In Paul Halmos' Measure Theory book, section 53, he defines a content on a locally compact Hausdorff space to be a set function, $\lambda$ that is additive, subadditive, monotone, and $0\le\lambda(C)<\infty$ for all $C$ compact. The "Borel sets" he considers(section 52) in this book are the smallest $\sigma$-ring generated by the class of compact sets. The difference between $\sigma$-ring and $\sigma$-field is that the superset need not be contained. It can be shown, and is given as an exercise by Halmos, that the smallest $\sigma$-ring generated by compact sets is the same as the smallest $\sigma$-ring generated by open bounded sets. A bounded set is one that is contained in a compact set. Halmos then shows that a content induces a Borel Regular measure. He introduces the inner content and an outer measure in order to do so. Regular is the important word for this question. In fact, later in this chapter he proves the Riesz Representation Theorem, proving the existence of a Regular measure induced from positive linear functional of the continuous functions of compact support. In the next chapter, Halmos provides an existence proof of the Haar Measure by creating a left-invariant content, which then induces a Regular measure.
The issue I am having is that in almost every other source(books, wikipedia), the Haar Measure --and the Reisz-Rep measure which is related because one can prove the existence via a left or right invariant functional--is a Radon measure. A Radon measure is outer regular on Borel sets, finite on compact sets, and inner regular on open sets and Borel sets with finite measure. I do realize that in the other books, the Borel sets are the smallest $\sigma$-algebra generated by open sets.
The questions I have are:
1) Is the Borel $\sigma$-ring generated by compact sets in a locally compact Hausdorff space the same as the Borel $\sigma$-field generated by the open sets. I think the answer is no. One reason is a $\sigma$-ring and and the other is a $\sigma$-field. I don't even think that the $\sigma$-ring generated by compact sets is the same as the $\sigma$-ring generated by open sets. I think the best you can say is bounded open sets(mentioned above). Perhaps they are the same when the space is separable. Is this true? Is the $\sigma$-algebra generated by compact sets the same as the $\sigma$-algebra generated by the open sets the same.

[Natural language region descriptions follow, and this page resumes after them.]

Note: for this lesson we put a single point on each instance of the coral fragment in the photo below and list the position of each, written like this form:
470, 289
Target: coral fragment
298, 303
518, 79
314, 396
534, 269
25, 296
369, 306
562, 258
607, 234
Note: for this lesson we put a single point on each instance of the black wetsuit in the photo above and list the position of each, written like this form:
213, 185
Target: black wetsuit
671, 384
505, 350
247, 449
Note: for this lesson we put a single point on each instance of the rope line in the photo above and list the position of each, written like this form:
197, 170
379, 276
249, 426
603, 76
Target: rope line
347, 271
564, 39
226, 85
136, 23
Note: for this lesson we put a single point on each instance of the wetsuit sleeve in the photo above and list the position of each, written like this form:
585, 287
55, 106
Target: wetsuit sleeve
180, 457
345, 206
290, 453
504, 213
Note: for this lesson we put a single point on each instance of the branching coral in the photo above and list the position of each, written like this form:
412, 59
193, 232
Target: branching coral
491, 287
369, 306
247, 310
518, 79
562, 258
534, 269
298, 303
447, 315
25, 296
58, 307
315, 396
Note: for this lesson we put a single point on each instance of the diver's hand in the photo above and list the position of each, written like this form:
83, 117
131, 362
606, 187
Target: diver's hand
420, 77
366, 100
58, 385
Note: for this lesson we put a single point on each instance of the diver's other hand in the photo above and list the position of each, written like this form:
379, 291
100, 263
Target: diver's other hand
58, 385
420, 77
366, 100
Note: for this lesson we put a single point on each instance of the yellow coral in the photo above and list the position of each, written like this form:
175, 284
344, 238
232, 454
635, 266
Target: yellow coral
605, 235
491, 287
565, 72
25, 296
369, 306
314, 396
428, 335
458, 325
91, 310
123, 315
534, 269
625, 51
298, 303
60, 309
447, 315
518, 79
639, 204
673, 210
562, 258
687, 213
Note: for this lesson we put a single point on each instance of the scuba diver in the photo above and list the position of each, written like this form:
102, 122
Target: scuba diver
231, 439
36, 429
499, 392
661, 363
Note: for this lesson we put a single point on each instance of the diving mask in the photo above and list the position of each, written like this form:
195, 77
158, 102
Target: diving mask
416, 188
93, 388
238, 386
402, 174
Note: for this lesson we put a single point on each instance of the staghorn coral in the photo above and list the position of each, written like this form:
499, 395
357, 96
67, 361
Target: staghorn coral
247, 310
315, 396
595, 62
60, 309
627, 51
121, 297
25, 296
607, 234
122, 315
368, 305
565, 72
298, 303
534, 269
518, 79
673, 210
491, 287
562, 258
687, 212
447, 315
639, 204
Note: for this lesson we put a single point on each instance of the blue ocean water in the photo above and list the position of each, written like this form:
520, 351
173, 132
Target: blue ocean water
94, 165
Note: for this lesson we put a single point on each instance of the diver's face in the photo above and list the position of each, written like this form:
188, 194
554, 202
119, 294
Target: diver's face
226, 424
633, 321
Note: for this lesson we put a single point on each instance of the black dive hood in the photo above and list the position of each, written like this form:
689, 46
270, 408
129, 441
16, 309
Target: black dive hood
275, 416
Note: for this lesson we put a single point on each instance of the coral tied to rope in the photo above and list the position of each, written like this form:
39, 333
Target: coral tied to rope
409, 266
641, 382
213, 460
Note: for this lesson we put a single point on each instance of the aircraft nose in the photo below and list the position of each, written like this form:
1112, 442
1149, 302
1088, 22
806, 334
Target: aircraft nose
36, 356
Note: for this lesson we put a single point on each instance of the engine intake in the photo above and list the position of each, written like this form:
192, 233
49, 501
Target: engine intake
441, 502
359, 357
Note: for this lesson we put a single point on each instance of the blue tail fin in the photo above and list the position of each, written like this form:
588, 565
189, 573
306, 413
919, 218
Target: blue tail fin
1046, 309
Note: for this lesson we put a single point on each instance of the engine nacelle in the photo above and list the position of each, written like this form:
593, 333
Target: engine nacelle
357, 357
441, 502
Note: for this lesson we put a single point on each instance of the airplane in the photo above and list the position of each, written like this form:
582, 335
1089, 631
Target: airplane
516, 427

2)Although this questions is more about basic measure theory than the Haar measure, in the end I want to show that the measure Halmos created is the same as the one constructed in most other books. In order to do this, I need to go from a measure defined on the $\sigma$-ring generated on compact sets to the $\sigma$-field generated by open sets. How do I do this?
Thank you in advance for all the help.